Cumhurbaşkanlığı seçimlerinden bir ay kadar önce, coşkulu yandaşlarından biri, R.T. Erdoğan’ı aynen şöyle tanımlamıştı: “Bu ülkede gelmiş geçmiş en çok desteklenen, en çok sevilen lider, aynı zamanda en çok da nefret edilen lider.” Bugünlerde Meclis’te İç Güvenlik Yasa Tasarısı tekmeler ve yumruklar arasında tartışılırken aklıma bu satırlar geldi. “Bile bile lades” diye düşündüm.
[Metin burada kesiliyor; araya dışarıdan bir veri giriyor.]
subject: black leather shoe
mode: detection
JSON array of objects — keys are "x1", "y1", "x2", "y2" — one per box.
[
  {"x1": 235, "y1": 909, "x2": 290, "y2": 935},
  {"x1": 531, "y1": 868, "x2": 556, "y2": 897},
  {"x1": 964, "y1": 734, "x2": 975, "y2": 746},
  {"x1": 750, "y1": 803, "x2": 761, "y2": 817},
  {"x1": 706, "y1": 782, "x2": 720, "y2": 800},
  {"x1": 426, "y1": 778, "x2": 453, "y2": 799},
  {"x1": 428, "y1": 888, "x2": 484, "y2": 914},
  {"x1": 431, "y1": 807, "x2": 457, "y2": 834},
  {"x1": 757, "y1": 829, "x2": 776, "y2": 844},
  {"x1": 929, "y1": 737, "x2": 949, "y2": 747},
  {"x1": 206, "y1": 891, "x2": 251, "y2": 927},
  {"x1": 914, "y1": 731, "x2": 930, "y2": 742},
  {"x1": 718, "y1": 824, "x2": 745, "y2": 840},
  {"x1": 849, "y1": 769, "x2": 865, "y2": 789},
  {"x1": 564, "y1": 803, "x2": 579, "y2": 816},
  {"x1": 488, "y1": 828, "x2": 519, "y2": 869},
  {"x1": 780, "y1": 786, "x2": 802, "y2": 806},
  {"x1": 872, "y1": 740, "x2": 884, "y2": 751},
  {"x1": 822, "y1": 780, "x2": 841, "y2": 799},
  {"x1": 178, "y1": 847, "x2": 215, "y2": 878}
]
Öyle ya, hiçbir aklı başında insan, Devlet Başkanlığı gibi sadece sevgi ve saygı isteyen bir makama, “gelmiş geçmiş en çok nefret edilen insan”ın seçilmesini istemez.. Daha birkaç gün önce Bülent Arınç, “nefret dolu bakışlar”ın sokaklara taştığını, ülkenin bu gidişle “yönetilebilir olmaktan çıkabileceğini” söylüyordu.

• • •

İşte bunları düşünüyordum TV ekranlarını seyrederken ve sonra aklım daha da gerilere, Menderes’in son günlerine gitti. O günlere de Meclis’te kıyametler koparan “Tahkikat Komisyonu” tasarısı damgasını vurmuştu. Tam anlamıyla bir “sivil darbe” kanunuydu bu; bir açıdan da “Menderes’i koruma kanunu.” Sokaklara taşan “nefret dolu bakışlar”a karşı...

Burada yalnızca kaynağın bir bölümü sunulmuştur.